Many multi-tasking and multi-user systems use a technique called context switching for transferring processing control from one task or user (collectively known as a process) to a different process. Each process operates within a processing environment or context defined by a number of parameters, registers, and/or regions of random access memory associated with that process. Prior to switching from a first process to a second process, the context associated with the first process is preserved and the context associated with the second process is retrieved. Context information is typically stored in a stack in random access memory. Similar to the situation with basic interrupt processing, the preservation of system state for context switching does not save the entire state of the computer system in a nonvolatile form.
Some computer systems with un-interruptable power supplies (UPS) use system state preservation techniques thereby allowing the computer system to ride through a low power condition or power outage. These state preservation techniques in UPS applications typically involve a graceful shut-down of the computer system rather than an attempt to freeze the processing state of the computer system at a particular moment in time. Thus, UPS-oriented state preservation techniques do not allow a user to continue operation of the computer system from where he/she was interrupted just prior to the loss of power.
Still other computer systems employ additional hardware or external hardware for the purpose of preserving the computer system state. Such systems reserve a portion of memory and/or dedicate a set of processor registers for the purpose of performing the state preservation function. Other system have dedicated hardware channels, interfaces, or system resources used only during the state preservation operation.
One reason why preservation of computer system state is so difficult is because any process of preserving the computer system state that uses computer system resources such as memory, processor, or a mass storage device, must use these resources without destroying the context or environment in which they were previously operating. Thus, a state preservation process must share system resources without permanently altering their state. This constraint has been particularly difficult to satisfy in small computer systems such as personal computers, laptop computers or notebook computers. Personal computer systems typically operate with a wide variety of different software application programs. These application programs often control, manipulate, or modify many if not all of the computer system resources available. It is often not possible to anticipate much less constrain the operation of application programs to a particular pre-defined resource domain. Therefore, reserving system resources for a state preservation process is often not feasible. Moreover, the low cost and competitive nature of personal computers often does not justify the addition of additional hardware dedicated to a state preservation function.

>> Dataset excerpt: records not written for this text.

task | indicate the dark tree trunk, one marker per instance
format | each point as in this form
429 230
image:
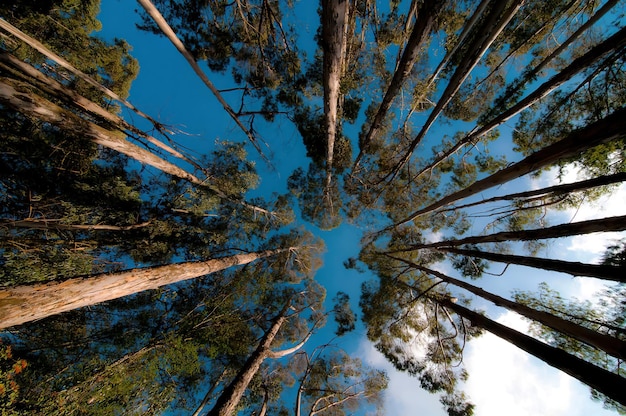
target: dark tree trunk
606 382
563 230
606 343
609 128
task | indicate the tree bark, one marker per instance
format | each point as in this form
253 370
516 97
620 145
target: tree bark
230 397
555 190
45 224
65 64
154 13
613 43
606 343
603 131
600 271
421 30
606 382
334 41
21 304
31 105
563 230
494 24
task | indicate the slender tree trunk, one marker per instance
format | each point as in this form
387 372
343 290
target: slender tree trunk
494 24
606 343
555 190
44 224
65 64
606 382
19 98
609 128
419 34
334 41
37 107
207 397
154 13
55 88
600 271
230 397
613 43
557 231
21 304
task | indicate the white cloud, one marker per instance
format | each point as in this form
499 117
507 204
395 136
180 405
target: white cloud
506 380
404 396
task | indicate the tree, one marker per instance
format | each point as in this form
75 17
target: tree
26 303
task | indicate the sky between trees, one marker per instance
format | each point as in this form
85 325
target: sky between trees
421 123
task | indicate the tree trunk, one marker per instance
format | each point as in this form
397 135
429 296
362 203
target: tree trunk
494 24
334 42
21 304
20 99
154 13
563 230
606 343
609 128
230 397
613 43
45 224
555 190
600 271
606 382
421 30
55 88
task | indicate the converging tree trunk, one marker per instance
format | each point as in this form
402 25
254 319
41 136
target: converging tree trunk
609 128
613 43
334 41
600 271
422 28
494 24
563 230
21 304
232 394
606 343
606 382
158 18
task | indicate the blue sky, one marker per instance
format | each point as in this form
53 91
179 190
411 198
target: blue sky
502 378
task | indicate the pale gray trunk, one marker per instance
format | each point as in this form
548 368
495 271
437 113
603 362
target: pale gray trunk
21 304
606 382
606 343
603 131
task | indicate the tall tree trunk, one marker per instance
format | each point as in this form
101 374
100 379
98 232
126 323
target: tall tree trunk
21 304
557 231
421 30
606 343
46 224
232 394
609 128
606 382
494 24
555 190
334 42
600 271
65 64
611 44
31 105
55 88
154 13
19 98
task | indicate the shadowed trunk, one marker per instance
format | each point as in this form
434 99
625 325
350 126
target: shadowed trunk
606 382
21 304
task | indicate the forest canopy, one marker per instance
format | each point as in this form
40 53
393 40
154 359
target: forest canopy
145 269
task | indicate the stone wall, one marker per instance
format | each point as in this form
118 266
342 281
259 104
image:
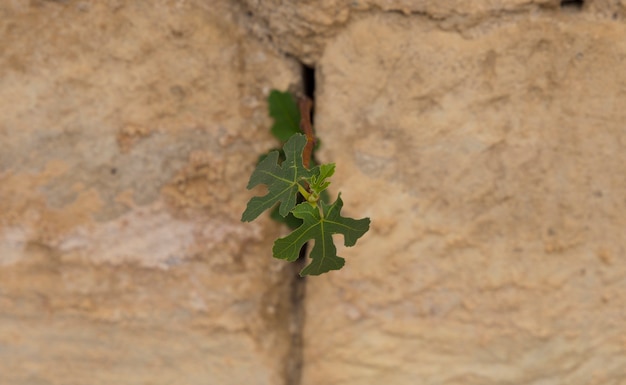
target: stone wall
484 139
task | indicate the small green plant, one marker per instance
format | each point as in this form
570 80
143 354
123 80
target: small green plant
298 191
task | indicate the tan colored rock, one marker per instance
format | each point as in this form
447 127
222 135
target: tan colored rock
304 28
128 132
492 166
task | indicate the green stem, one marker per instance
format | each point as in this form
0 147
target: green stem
303 191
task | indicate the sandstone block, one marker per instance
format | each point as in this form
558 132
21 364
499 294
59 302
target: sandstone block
492 166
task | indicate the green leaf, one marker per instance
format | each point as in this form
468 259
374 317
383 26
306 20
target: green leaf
320 228
286 115
319 182
282 180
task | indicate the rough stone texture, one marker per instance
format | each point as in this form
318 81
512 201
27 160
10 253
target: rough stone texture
304 28
127 130
492 165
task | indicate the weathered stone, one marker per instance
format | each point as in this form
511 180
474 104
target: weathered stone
492 166
304 28
128 132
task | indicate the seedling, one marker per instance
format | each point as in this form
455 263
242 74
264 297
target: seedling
298 190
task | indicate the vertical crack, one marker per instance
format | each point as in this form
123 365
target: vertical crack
298 285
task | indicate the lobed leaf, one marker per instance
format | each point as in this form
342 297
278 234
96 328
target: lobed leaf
281 179
320 227
286 115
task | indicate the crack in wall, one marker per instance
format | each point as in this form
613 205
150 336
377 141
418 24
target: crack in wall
295 360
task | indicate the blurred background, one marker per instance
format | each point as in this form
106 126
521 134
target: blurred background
484 139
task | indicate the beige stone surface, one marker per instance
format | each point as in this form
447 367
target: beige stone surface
128 130
304 28
492 164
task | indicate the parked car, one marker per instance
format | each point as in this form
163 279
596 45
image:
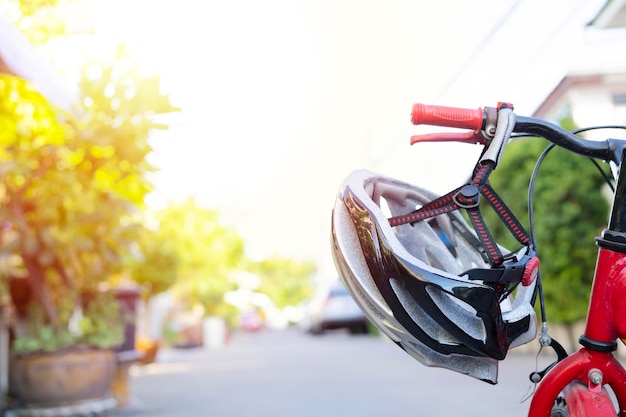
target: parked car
333 308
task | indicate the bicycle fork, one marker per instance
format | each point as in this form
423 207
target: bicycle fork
583 376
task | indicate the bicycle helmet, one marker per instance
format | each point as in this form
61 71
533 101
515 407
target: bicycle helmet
412 280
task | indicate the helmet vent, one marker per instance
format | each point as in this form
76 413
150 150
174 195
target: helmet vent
420 317
459 312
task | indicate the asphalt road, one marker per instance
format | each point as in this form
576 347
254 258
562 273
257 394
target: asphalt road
288 373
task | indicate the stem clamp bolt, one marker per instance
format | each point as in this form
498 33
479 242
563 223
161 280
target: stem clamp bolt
595 376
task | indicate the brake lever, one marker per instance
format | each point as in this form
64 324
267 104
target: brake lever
471 137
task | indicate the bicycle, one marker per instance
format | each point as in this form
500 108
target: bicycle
451 297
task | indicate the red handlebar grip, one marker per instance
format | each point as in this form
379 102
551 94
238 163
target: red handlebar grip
424 114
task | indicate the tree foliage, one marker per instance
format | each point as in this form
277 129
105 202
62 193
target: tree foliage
569 211
207 250
286 281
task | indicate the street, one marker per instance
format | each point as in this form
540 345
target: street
288 373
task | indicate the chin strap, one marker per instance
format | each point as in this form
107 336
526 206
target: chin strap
468 197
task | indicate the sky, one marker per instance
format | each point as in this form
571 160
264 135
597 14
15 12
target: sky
282 99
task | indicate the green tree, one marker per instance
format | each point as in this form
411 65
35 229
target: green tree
207 250
73 183
286 281
569 211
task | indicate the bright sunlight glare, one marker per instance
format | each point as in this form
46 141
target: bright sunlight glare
281 99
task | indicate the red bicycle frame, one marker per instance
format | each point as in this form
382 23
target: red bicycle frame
583 376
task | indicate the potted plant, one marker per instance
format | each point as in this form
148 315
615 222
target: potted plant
72 186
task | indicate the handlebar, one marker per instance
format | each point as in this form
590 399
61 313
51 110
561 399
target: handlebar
607 150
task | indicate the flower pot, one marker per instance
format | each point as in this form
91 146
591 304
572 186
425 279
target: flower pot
68 377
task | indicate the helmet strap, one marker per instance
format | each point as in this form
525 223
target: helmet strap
468 197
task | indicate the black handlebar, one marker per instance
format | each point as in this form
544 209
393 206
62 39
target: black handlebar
606 150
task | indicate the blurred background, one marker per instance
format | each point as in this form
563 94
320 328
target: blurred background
254 113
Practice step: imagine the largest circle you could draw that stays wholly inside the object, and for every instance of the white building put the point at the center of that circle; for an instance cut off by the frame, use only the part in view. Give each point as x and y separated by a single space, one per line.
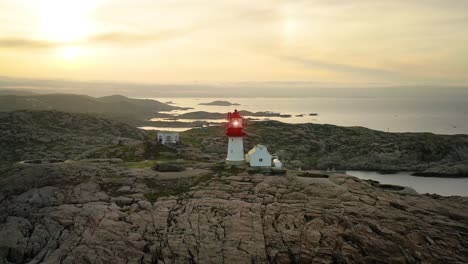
258 157
168 137
277 164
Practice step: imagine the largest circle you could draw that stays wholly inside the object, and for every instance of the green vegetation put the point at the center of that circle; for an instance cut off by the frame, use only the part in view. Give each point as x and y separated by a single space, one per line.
141 164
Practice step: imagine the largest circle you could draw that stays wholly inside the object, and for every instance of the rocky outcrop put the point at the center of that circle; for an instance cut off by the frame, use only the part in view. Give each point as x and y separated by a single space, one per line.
96 212
316 146
26 135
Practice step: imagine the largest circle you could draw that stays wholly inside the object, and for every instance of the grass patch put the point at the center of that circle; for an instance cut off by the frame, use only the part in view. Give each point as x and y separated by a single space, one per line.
141 164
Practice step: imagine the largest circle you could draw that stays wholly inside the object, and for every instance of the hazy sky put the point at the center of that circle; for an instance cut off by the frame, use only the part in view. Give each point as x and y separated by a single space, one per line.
344 41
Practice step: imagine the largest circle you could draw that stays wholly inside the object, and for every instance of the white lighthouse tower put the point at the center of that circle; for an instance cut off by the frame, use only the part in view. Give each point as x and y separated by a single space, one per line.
236 135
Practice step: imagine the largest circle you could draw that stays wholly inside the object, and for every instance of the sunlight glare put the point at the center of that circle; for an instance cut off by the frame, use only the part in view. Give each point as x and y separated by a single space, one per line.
71 53
66 20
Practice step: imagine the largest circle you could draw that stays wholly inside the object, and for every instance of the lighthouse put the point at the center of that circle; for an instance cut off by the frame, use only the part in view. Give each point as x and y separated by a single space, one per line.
236 135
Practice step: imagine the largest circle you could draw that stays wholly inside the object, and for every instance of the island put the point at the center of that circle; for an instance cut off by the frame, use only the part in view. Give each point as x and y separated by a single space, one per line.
116 195
219 103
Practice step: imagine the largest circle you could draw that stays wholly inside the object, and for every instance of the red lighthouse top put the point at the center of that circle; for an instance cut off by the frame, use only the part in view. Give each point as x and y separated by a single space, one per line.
235 125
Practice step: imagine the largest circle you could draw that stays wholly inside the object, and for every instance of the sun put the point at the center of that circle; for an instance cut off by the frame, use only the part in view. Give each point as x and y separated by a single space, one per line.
66 20
71 52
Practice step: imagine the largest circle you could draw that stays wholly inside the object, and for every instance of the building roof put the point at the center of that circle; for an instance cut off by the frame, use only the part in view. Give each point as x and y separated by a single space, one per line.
254 149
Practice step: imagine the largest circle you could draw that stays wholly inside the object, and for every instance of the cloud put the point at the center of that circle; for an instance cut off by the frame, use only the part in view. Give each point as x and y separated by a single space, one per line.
25 43
343 68
115 38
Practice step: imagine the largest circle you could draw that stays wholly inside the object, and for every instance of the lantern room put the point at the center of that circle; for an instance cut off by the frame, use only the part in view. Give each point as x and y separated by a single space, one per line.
235 125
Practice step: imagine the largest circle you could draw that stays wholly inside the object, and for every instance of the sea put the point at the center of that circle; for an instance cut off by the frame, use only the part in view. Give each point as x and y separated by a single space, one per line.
446 115
439 115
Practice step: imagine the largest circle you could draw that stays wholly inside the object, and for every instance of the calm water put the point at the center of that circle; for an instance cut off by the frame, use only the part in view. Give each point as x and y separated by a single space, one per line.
394 114
441 186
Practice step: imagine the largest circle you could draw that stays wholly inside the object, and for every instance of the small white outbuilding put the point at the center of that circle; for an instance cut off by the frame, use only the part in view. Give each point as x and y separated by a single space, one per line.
258 156
168 137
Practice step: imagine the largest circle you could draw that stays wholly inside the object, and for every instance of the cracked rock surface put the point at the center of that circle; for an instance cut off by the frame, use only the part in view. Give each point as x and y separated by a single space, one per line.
96 212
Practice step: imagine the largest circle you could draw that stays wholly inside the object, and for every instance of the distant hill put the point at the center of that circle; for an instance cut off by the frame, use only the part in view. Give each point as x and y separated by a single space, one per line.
115 106
317 146
16 92
52 134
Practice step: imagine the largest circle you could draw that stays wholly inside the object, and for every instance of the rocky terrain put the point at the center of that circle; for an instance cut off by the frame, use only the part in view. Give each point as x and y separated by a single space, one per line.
316 146
26 135
104 212
118 107
219 103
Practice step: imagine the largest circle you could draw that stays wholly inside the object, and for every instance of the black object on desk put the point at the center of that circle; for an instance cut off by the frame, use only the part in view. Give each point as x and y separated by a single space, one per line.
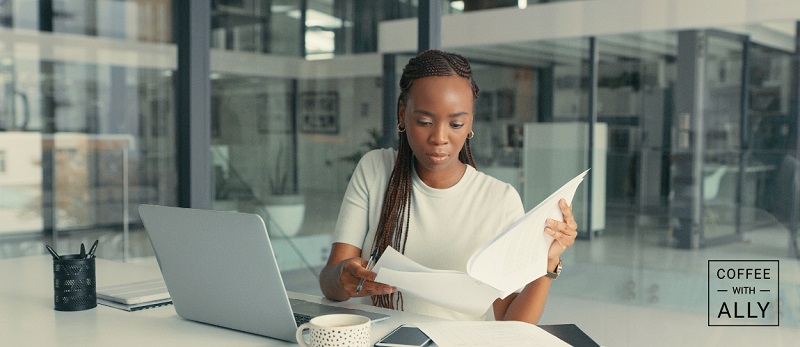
571 334
74 283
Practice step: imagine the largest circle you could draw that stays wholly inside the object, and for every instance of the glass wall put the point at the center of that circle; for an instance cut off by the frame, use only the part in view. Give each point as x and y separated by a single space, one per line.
648 247
86 123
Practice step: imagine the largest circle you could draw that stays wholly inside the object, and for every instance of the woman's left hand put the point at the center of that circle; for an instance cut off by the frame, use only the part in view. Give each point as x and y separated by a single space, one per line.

The operation of a state preservation process is made more difficult by the increased level of sophistication of hardware in modern personal computer systems. In the past, an entire computer system state could be completely defined by the content of memory and a few processor registers. Now, however, the computer system is more widely distributed throughout various resources of the system. In addition, computer system memory is now partitioned into more than one section that may not always be directly addressable by the processor. It has therefore become increasingly difficult to effectively preserve and restore the processing state in these sophisticated computer systems.
Thus, a better process and means is needed for preserving and restoring the processing state of the computer system.